Cara Memilih: Diet vs. Tanpa Gula

Jadi, mana yang lebih baik?

Tidak ada pemenang yang jelas. Itu tergantung pada tiga faktor: rasa, toleransi, dan toleransi.

  1. Preferensi Rasa : Jika Anda tidak menyukai sisa rasa “diet”, pilihlah tanpa gula. Campurannya lebih meniru gula. Jika Anda lebih menyukai rasa yang lebih ringan dan tajam, pilihlah diet soda tradisional.
  2. Respon Tubuh : Jika Anda mengalami kembung atau sakit kepala, bereksperimenlah. Ganti pemanis. Mungkin aspartam mengganggu perut Anda. Mungkin sukralosa memicu migrain. Labelnya memberi tahu Anda apa yang ada di dalamnya. Gunakan informasi itu.
  3. Tujuan Kesehatan : Jika Anda mengurangi gula, keduanya berhasil. Jika Anda sensitif terhadap zat aditif, pertahankan penggunaan air. Atau pilih opsi berbahan dasar stevia jika tersedia.

Putusan

Moderasi adalah satu-satunya aturan yang benar di sini.

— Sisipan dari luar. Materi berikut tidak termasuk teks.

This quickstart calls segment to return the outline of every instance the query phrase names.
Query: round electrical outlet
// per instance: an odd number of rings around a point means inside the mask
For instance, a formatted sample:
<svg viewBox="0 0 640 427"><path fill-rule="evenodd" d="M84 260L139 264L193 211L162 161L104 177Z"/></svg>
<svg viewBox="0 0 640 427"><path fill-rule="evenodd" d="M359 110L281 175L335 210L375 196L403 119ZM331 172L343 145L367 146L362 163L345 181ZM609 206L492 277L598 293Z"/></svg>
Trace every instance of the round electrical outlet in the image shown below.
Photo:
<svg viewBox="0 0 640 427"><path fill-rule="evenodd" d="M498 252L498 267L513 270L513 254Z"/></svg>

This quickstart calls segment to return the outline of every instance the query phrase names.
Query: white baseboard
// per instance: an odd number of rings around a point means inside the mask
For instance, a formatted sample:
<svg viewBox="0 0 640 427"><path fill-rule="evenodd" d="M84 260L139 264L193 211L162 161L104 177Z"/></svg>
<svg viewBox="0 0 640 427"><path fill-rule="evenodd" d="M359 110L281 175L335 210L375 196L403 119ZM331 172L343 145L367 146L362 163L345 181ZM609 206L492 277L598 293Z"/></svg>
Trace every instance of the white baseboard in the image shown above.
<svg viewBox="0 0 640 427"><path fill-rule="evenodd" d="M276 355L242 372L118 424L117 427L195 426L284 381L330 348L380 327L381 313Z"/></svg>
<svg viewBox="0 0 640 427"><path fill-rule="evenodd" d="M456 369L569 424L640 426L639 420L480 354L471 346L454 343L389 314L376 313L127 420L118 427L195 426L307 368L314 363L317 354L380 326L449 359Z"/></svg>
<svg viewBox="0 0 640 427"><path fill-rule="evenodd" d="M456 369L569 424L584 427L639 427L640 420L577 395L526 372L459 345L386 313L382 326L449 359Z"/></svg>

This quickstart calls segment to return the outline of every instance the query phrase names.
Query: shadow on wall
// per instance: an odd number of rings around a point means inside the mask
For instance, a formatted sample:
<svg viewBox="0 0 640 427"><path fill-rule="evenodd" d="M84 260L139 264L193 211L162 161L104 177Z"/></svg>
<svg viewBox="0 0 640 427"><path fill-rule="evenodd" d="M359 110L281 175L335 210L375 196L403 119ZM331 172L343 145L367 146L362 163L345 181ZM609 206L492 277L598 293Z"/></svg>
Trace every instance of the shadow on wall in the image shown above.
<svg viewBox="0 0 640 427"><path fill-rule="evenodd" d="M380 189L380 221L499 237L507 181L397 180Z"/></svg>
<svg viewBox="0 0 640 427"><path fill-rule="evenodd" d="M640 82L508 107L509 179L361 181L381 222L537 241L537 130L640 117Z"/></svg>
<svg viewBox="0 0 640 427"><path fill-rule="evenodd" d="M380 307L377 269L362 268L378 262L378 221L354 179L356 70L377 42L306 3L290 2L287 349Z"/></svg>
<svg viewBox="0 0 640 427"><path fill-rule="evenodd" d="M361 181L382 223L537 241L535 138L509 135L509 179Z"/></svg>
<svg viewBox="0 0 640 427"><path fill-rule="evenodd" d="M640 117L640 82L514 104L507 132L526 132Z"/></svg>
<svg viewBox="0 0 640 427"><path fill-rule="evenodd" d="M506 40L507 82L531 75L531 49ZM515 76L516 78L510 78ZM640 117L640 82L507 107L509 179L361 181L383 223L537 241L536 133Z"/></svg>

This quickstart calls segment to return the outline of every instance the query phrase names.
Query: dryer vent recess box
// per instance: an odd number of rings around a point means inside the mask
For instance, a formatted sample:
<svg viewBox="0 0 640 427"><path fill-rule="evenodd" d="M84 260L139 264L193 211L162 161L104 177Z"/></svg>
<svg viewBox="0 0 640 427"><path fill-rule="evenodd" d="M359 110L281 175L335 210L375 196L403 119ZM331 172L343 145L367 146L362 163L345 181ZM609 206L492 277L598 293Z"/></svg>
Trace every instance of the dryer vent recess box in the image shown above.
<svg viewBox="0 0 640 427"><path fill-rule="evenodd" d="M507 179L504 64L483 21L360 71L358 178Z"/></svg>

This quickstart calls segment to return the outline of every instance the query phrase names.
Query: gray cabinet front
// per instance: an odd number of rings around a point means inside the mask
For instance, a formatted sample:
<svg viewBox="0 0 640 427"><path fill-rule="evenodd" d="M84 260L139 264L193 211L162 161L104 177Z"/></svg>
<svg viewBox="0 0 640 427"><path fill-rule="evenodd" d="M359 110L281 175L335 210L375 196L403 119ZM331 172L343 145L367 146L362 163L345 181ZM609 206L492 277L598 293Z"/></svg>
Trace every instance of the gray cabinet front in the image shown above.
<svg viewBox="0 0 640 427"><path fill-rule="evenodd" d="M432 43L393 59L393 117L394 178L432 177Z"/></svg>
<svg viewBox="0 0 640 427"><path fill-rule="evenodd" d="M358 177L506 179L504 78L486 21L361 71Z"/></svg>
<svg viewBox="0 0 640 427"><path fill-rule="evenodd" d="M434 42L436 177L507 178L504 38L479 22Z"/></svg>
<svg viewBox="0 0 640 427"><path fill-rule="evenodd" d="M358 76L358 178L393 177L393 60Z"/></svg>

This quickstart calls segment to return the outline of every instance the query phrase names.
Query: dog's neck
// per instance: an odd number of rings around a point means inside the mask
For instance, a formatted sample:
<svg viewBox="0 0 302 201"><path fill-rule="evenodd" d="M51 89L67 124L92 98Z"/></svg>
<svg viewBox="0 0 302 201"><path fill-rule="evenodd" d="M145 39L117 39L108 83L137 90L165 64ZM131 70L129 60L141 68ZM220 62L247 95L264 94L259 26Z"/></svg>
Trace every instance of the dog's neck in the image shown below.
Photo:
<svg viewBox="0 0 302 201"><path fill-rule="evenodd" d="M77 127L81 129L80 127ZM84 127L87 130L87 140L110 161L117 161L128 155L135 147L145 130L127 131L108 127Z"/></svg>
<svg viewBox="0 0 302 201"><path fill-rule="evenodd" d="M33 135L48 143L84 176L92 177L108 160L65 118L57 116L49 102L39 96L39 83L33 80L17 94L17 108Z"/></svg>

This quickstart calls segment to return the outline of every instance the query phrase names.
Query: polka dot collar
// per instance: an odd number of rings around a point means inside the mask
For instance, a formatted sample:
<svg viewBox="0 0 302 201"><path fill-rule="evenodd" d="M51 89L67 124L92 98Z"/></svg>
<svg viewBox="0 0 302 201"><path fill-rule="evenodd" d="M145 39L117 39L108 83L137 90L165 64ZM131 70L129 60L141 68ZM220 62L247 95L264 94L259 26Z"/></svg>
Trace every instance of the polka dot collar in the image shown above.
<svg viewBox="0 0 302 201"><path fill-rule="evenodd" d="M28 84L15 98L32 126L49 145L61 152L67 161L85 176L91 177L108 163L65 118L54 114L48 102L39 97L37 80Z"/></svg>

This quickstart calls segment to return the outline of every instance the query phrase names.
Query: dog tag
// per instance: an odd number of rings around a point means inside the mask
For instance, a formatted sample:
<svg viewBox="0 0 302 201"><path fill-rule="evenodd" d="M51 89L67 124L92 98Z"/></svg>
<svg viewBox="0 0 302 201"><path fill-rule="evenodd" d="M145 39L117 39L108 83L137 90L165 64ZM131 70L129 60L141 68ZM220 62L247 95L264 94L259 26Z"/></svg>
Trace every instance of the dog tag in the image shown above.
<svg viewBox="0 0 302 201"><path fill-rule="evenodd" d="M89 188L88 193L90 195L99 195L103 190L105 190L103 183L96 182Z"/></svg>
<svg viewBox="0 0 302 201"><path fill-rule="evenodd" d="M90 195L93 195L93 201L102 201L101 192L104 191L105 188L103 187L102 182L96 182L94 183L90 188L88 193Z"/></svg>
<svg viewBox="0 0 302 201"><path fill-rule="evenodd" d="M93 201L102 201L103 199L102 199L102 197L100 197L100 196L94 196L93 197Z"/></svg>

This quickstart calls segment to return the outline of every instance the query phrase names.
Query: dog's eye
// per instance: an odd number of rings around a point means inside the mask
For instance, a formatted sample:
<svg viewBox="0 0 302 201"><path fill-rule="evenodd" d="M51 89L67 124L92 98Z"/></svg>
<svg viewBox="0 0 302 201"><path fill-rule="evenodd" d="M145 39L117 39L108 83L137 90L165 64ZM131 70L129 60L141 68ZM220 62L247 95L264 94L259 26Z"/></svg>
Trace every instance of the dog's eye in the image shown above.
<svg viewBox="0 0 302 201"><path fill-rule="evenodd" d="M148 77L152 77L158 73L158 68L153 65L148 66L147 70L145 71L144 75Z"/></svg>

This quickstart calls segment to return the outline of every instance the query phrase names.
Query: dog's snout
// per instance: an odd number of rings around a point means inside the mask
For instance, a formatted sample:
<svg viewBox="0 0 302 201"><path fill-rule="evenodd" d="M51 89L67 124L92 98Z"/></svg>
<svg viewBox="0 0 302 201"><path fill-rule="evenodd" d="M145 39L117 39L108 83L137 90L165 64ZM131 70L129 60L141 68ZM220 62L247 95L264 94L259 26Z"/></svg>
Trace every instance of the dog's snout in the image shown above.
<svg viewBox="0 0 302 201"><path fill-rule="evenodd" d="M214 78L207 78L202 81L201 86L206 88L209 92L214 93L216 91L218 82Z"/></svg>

Air harus menjadi sumber utama hidrasi Anda. Tapi mari kita bersikap realistis. Anda akan minum soda. Kadang-kadang. Pilihan antara diet dan tanpa gula bukan tentang manfaat kesehatan, melainkan tentang preferensi.

Pilih salah satu yang sesuai dengan hidup Anda tanpa menyebabkan gangguan pencernaan atau keinginan ngemil yang tak ada habisnya. Dan jika Anda mendapati diri Anda meminumnya, itu percakapan yang berbeda. Tapi sebagai suguhan sesekali? Keduanya bisa muat.